The entry of certain employment-based nonimmigrants seeking admission in the U.S. has been halted. These nonimmigrant workers include H-1B, H-2B, J and L visa holders and their dependents. The proclamation applies to these individuals if they are outside the U.S. on the effective date of the proclamation, do not have a nonimmigrant visa that is valid on the effective date, and do not have an official travel document other than a visa, such as advance parole valid on the effective date.
Certain exemptions are in place for persons whose entry is deemed of “national interest” as determined by the Secretary of State, the Secretary of Homeland Security, or their respective designees. From experience, this standard is extremely high and discretionary.
The June 22, 2020 proclamation also extends a previous proclamation issued by the President on April 22, 2020, which suspended the entry of certain immigrants into the U.S. for 60 days. The extension is now limiting entry of these intending immigrants through December 31, 2020 with the chance of further extensions on the suspension. These individuals include those seeking to enter the U.S. as an immigrant who:
- Are outside the U.S. on the effective date of the proclamation;
- Do not have a valid immigrant visa on the effective date; and
- Do not have a valid official travel document, such as advance parole, on the effective date.
Some of the following categories of individuals are exempted from the proclamation:
- Lawful permanent residents (LPR)
- Individuals, and their spouses or children, seeking to enter the U.S. on an immigrant visa as a physician, nurse, or other healthcare profession, to perform medical research or other research intended to combat the spread of COVID-19
- Individuals applying for a visa to enter the U.S. pursuant to the EB-5 immigrant investor visa program
- Spouses of U.S. citizens
- Children of U.S. citizens under the age of 21 years
- Members of the U.S. Armed Forces and their spouses and children
- Individuals whose entry would be in the national interest as determined by the Secretaries of State and the Department of Homeland Security, or their respective designees.
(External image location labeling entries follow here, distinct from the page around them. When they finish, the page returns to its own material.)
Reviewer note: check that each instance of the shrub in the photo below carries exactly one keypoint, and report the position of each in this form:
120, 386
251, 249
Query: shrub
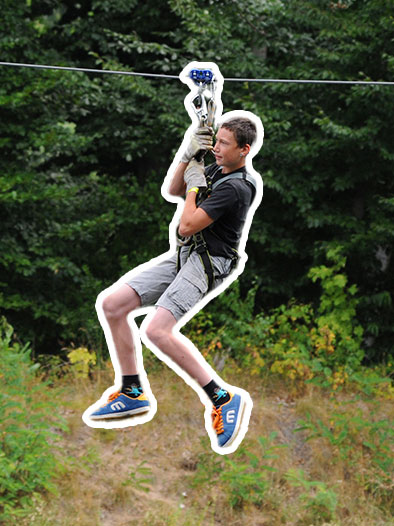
28, 423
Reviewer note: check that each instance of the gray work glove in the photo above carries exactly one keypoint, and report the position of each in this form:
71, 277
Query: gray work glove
200, 142
194, 175
211, 113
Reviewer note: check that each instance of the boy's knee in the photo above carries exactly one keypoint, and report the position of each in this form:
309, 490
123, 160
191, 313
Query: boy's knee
155, 333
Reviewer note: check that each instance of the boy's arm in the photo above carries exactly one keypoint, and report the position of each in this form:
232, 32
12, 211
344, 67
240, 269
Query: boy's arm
193, 219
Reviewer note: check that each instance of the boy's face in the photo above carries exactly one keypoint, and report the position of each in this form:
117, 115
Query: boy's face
227, 152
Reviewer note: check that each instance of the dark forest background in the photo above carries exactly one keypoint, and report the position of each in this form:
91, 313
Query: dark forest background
83, 156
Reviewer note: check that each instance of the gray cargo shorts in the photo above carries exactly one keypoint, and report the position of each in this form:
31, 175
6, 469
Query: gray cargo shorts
178, 292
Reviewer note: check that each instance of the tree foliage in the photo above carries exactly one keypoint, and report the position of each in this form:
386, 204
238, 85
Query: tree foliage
84, 156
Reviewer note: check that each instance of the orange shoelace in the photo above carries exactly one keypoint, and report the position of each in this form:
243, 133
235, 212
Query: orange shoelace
113, 396
217, 420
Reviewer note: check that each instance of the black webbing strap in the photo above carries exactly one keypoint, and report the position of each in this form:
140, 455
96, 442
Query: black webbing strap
198, 242
201, 248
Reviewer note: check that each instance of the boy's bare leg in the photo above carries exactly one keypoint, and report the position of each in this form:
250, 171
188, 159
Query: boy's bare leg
160, 333
116, 308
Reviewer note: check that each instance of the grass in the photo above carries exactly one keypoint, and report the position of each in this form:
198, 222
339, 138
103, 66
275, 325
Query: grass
299, 465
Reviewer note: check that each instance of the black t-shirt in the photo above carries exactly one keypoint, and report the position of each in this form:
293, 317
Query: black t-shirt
227, 205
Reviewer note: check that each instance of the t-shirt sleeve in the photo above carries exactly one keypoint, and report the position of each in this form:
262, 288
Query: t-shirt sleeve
220, 201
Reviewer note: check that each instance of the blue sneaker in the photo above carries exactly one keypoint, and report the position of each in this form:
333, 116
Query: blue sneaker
120, 405
227, 418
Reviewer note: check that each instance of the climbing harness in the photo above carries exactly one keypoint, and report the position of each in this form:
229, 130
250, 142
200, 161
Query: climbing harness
197, 241
204, 106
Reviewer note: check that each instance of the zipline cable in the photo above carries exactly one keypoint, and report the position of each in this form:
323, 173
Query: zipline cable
234, 79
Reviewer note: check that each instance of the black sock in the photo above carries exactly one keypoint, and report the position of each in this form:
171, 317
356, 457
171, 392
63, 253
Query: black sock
131, 386
218, 395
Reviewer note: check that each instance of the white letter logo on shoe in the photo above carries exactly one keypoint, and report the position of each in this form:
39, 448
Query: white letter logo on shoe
117, 406
230, 417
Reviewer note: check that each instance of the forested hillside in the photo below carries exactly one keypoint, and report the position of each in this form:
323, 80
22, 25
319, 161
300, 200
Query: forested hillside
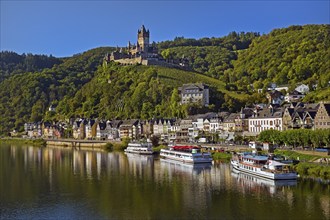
211, 56
234, 66
284, 56
12, 63
26, 97
139, 92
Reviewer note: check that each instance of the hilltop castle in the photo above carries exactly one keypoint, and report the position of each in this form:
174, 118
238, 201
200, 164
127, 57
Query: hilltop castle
143, 53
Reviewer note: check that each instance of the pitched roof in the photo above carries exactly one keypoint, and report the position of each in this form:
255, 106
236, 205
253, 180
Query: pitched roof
327, 108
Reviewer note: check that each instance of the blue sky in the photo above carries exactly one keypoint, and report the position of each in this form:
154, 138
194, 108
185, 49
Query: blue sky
64, 28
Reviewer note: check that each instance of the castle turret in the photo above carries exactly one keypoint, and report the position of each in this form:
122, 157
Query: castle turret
143, 38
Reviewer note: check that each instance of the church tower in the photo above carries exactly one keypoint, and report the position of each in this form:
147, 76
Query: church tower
143, 39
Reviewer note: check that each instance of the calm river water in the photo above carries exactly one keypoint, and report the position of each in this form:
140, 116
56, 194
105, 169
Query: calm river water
54, 183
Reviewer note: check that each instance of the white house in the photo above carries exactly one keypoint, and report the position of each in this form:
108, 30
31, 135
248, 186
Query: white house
194, 93
265, 120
An important carve-out exemption exists in the June 22, 2020 proclamation for children or child relatives who could be separated from their families if they age out while the suspension an immigrants’ entry is in effect.
The proclamation requires review by the Secretary of Homeland Security 30 days from the effective date of the proclamation and every 60 days after to determine if any modification of the proclamation is needed. U.S. embassies abroad remain closed to the public or have limited access pending the pandemic.